This section sets up the permissions and relevant endpoints.

In [None]:
%load_ext autoreload
%autoreload 2

import warnings
import boto3
import pandas as pd
import matplotlib.pyplot as plt
import util

plt.rcParams['figure.figsize'] = (15.0, 5.0)
warnings.filterwarnings('ignore')

Configure the S3 bucket name and region name for this lesson.

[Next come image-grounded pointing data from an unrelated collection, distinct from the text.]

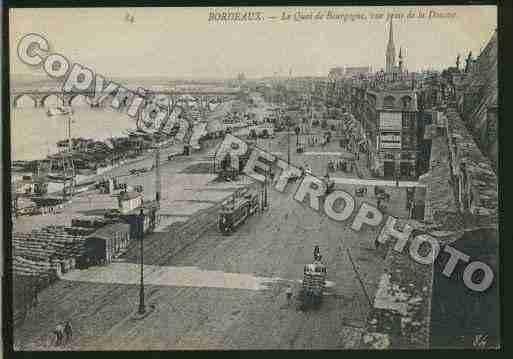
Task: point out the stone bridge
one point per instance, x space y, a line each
52 97
393 99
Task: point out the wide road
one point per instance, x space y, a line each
221 292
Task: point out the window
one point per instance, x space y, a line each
389 102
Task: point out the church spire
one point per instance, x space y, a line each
390 54
391 35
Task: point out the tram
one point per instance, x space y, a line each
237 211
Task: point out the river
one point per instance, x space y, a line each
34 134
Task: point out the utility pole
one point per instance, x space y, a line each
142 307
288 140
158 184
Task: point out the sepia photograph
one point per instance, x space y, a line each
253 178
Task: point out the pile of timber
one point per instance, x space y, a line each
47 251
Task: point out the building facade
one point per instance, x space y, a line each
396 137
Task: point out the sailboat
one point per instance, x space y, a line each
59 111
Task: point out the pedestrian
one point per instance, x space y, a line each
68 331
59 334
288 294
35 300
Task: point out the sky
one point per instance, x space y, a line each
181 42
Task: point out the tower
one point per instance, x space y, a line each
400 60
390 54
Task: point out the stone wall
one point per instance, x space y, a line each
477 96
400 316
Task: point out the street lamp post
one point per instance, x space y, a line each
142 308
288 141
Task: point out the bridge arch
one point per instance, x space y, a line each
51 100
372 99
78 100
24 101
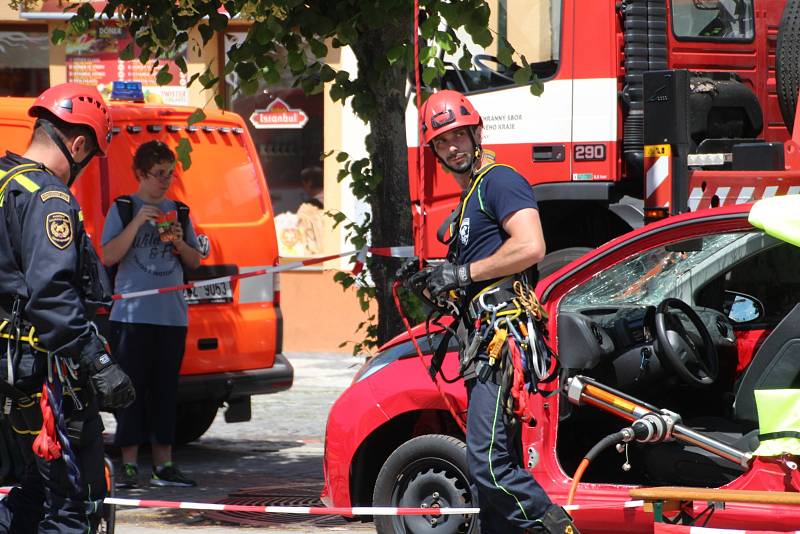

- If you don't have an S3 bucket, create it first on S3.
- Although we have set the region to us-west-2 as a default value below, you can choose any of the regions that the service is available in.

In [None]:
text_widget_bucket = util.create_text_widget( "bucket_name", "input your S3 bucket name" )
text_widget_region = util.create_text_widget( "region", "input region name.", default_value="us-west-2" )

In [None]:
bucket_name = text_widget_bucket.value
assert bucket_name, "bucket_name not set."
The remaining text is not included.